Trip reflections…..by Jenn Tollefson

(Jenn, as the trip tour guide and PCL staff, stayed an extra week to wrap things up with PCL Cambodia staff; enjoy her thoughts from her last day in Siem Reap)

My blog is about to become a Tarantino movie.

There will not be gory slow motion samurai sword fights or funky dance numbers brilliantly choreographed, intensely dramatic and scored by “You never can tell” (yeah, I totally dropped a Pulp Fiction reference, aren’t I edgy and cool?) However, I am about to blow your mind and employ a fractured timeline. I’m skipping to the end of the story and will pick up on the day to day happenings where I left off shortly. I believe my readers are sophisticated enough to handle this.

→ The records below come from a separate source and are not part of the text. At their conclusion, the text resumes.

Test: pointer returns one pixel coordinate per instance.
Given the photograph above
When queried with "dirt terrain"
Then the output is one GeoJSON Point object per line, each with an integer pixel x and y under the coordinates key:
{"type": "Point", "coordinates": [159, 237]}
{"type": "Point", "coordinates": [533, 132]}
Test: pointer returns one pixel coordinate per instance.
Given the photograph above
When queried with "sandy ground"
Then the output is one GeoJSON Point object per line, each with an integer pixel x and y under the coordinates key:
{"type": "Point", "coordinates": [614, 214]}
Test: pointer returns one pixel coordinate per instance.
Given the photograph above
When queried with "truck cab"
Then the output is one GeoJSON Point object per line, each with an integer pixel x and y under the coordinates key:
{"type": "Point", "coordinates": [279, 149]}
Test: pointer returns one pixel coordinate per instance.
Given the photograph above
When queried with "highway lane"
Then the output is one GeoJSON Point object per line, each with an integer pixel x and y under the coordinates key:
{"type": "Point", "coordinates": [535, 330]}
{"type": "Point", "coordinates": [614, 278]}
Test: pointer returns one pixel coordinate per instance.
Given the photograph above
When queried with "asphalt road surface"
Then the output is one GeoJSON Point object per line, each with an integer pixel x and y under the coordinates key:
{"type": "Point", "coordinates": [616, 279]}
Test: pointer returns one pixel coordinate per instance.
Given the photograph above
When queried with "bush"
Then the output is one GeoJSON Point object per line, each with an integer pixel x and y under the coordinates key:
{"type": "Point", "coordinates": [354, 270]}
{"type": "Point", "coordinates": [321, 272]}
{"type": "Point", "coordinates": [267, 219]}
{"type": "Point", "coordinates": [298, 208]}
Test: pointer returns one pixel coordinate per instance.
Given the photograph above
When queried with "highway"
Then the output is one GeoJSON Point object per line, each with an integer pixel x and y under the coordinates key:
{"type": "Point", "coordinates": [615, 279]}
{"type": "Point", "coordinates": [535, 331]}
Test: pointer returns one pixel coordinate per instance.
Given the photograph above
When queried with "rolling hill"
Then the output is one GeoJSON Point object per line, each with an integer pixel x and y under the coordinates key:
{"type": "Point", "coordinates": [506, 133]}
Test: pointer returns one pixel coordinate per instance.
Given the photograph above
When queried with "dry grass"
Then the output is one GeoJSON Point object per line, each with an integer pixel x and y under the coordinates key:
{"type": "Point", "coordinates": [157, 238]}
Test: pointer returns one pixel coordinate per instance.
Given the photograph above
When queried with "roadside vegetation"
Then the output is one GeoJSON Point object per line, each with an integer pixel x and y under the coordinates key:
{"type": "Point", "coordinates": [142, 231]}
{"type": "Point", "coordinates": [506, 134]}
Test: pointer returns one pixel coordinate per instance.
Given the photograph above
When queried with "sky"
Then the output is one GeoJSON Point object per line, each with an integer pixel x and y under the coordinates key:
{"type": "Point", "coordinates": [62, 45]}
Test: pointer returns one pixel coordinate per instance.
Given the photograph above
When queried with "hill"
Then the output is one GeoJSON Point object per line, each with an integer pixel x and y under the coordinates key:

I’m having my last breakfast at Common Grounds before I end this trip and head back home. An American lady just walked in with a group of Asian girls. She is having a bit of trouble communicating and is trying to overcome this trouble by speaking very loudly. Very, very loudly. I’ll try to ignore this…

I spent my day yesterday visiting friends here alternating between business and small talk trying to fit everything in on my last full day. I’ve had an incredible trip. I’m proud of how well the camp went. I continuously hear from the students that it was the best one yet and that they learned so much and how much they loved my team. I also loved my team. They really inspired and encouraged me and I think I made some new friends. I feel like something more happened on this trip though and I’m struggling to articulate it. There is more processing to do but at this moment (sitting in Common Grounds trying to ignore the woman who has now made a call to the US apparently simply to describe two puppies she saw this morning, one who answered to Justin Bieber) here are the things I feel most significant.

1- God hears us. It never ceases to amaze me when I hear stories of small Cambodian children, sleeping alone in a dark village, afraid, hopeless, crying out to someone in the night, sure that no one was listening who years later found out that Someone was in fact listening. Someone who cared deeply about them and was able to move the world to make their dreams come true. I won’t soon forget the beautiful simplicity of the stories I’ve heard.

2- Working in a developing country is not for the faint of heart. Not only do things never ever go as planned (seriously never. Wait until you hear the story of the 7 drunk tuk tuk drivers at Angkor Wat) but you have to learn to be content with and celebrate the small victories. I teared up a bit at camp when one of our staff actually started a youth camp service 2 minutes early without any prompting from me. This is the first time we’ve even started an activity on time in 4 years. I was so proud.

3- Discipleship is not a weekly small group meeting, it is a continuous on-going process. I’ve been a Christian for as long as I can remember and I see things in myself daily that need to change. It is unrealistic to expect that the people we work with will just wake up one morning and “get it.” True discipleship happens when we don’t plan it. It literally happens on the road.

4- Relationships are the single most important thing. Nothing I’ve ever accomplished would be possible without the amazing cast of characters that have played their part on the stage of my life. In the words of my very favorite song from Wicked, “Who can say if I’ve been changed for the better? But because I knew you, I have been changed for good.”

5- Life really is good. I’ve had my share of angst and restlessness over the past few months and while there are still many questions left unanswered, after the last few weeks I can’t help but conclude that my struggles are minimal in comparison to the blessings in my life. I’m a very lucky girl who is so thankful for grace that allows me to truly live the life I imagined. God hears little girls dreams all over the world.